El feminicidio de Rosaura y el asesinato de su madre y su hermano en Mineral de la Reforma no solo son una tragedia, sino una muestra de la negligencia del Estado. Las palabras del gobernador de Hidalgo, Julio Menchaca Salazar, al afirmar que “el Estado no le falló a Rosaura, sino la persona que la mató”, no solo resultan indignantes, sino que representan un intento de deslindar responsabilidades ante un crimen que sí pudo prevenirse.
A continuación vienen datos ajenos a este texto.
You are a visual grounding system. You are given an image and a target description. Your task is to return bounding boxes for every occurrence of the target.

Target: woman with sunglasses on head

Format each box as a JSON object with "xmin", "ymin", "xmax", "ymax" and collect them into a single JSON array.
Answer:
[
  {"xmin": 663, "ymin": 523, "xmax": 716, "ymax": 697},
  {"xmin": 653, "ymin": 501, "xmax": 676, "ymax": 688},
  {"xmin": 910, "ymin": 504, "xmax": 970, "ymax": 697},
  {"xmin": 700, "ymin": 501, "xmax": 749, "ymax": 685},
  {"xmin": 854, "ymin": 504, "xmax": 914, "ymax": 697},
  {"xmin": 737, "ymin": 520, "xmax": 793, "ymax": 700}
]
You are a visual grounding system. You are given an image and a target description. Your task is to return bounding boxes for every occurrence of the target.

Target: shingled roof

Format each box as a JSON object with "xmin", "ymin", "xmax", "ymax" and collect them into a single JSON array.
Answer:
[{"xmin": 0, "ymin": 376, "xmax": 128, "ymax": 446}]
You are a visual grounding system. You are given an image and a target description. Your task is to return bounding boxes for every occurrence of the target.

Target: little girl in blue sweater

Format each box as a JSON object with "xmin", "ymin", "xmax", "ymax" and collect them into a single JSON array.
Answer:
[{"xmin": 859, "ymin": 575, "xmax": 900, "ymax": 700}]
Rosaura había denunciado a su agresor, Marco Antonio M. G., en al menos dos ocasiones por violencia familiar y privación ilegal de la libertad. A pesar de contar con medidas de restricción y de que su atacante estuvo brevemente en prisión, el sistema judicial le otorgó una suspensión condicional del proceso, lo que le permitió quedar en libertad. La omisión de las autoridades fue evidente: el agresor continuó acosándola, privándola nuevamente de su libertad solo unos días antes de asesinarla junto con parte de su familia. La pregunta obligada es: ¿de qué sirvió la denuncia de Rosaura si las autoridades encargadas de protegerla no hicieron su trabajo?
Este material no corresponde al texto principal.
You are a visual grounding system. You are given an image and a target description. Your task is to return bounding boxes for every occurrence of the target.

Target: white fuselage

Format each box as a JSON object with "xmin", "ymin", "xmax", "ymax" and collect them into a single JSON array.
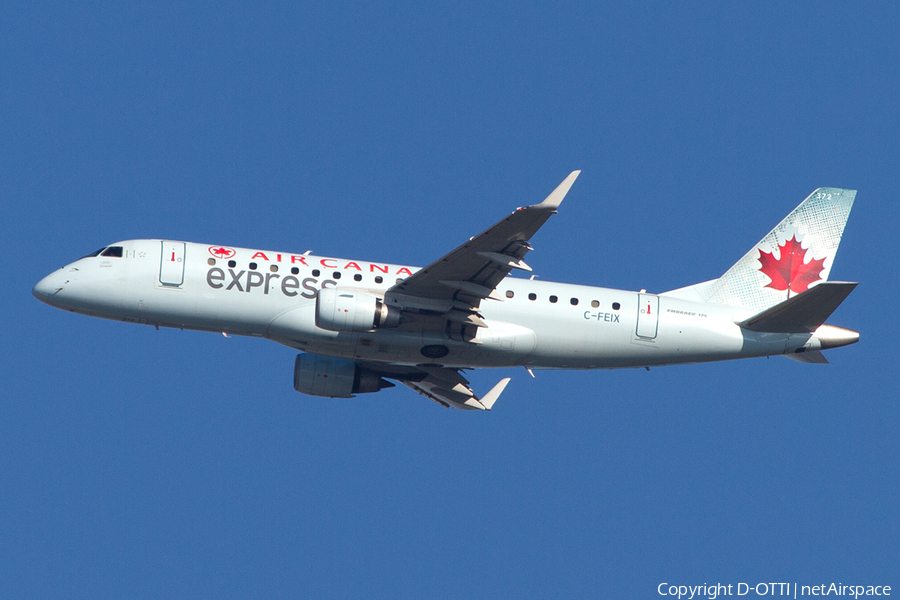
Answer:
[{"xmin": 34, "ymin": 240, "xmax": 818, "ymax": 369}]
Lejos de reconocer las fallas del sistema de justicia y seguridad en Hidalgo, el gobernador Menchaca intentó minimizar el problema. Argumentó que no hay suficiente personal para dar “marcaje personal” a todos los habitantes del estado, como si garantizar la seguridad de una mujer en peligro dependiera de una vigilancia individualizada y no del funcionamiento de instituciones capacitadas para actuar con eficacia ante casos de violencia de género. Además, en un intento de justificar la situación, insistió en que la violencia es un problema estructural del país y del mundo, señalando que “hechos lamentables ocurren en todas partes, incluso en Suecia”.
Este tipo de declaraciones no solo resultan ofensivas para las víctimas y sus familias, sino que evidencian una falta de compromiso y de sensibilidad ante la crisis de violencia de género que atraviesa Hidalgo. El feminicidio de Rosaura no fue un hecho aislado, sino la consecuencia de un sistema que sistemáticamente falla a las mujeres. Su asesinato se suma a otros casos recientes, como el feminicidio de Estrella Yoselin, de 15 años, y los homicidios de los adultos mayores Francisco y María Guadalupe en la misma región.
Las contradicciones entre las distintas autoridades también exponen la falta de coordinación y la negligencia institucional. La presidenta del Tribunal Superior de Justicia de Hidalgo, Rebeca Stella Aladro Echeverría, aseguró que ni el Ministerio Público ni Rosaura se opusieron a la liberación de su agresor, mientras que el encargado de la Procuraduría estatal, Francisco Fernández Hasbún, desmintió esta versión, asegurando que el Ministerio Público sí se había opuesto y que existía evidencia en video que lo probaba.
A esto se suma la responsabilidad de las autoridades municipales. A pesar de que Marco Antonio M.G. dejó la policía de Mineral de la Reforma después de su liberación, testimonios de allegadas a Rosaura aseguran que el expolicía continuó usando su uniforme y patrullas oficiales para acosarla e intimidarla. Sin embargo, el ayuntamiento negó contar con evidencia de estos hechos y el alcalde Eduardo Medécigo Rubio respondió descalificando las críticas y asegurando que “somos más los buenos”.
La negligencia no termina ahí. Tras su salida de la policía, Marco Antonio M.G. se incorporó a una empresa de seguridad privada, lo que evidencia otro problema grave: la falta de regulación de estas compañías, que operan sin permisos ni controles adecuados. Fue solo después del feminicidio que el gobierno de Hidalgo anunció que comenzaría a revisar el funcionamiento de estas empresas, una medida tardía que no salva vidas, sino que simplemente reacciona a una tragedia consumada.
El asesinato de Rosaura y su familia podría haberse evitado si el Estado hubiese hecho su trabajo. No fue una “decisión individual” lo que acabó con su vida, sino la indiferencia de las instituciones encargadas de garantizar su seguridad. En un país donde la violencia de género cobra la vida de diez mujeres al día, el negacionismo de las autoridades no solo es inaceptable, sino cómplice.
Mientras los discursos oficiales sigan culpando a las víctimas y eludiendo responsabilidades, la impunidad seguirá garantizando que casos como el de Rosaura se repitan una y otra vez. La pregunta es: ¿cuántas muertes más harán falta para que el Estado deje de fallarle a las mujeres?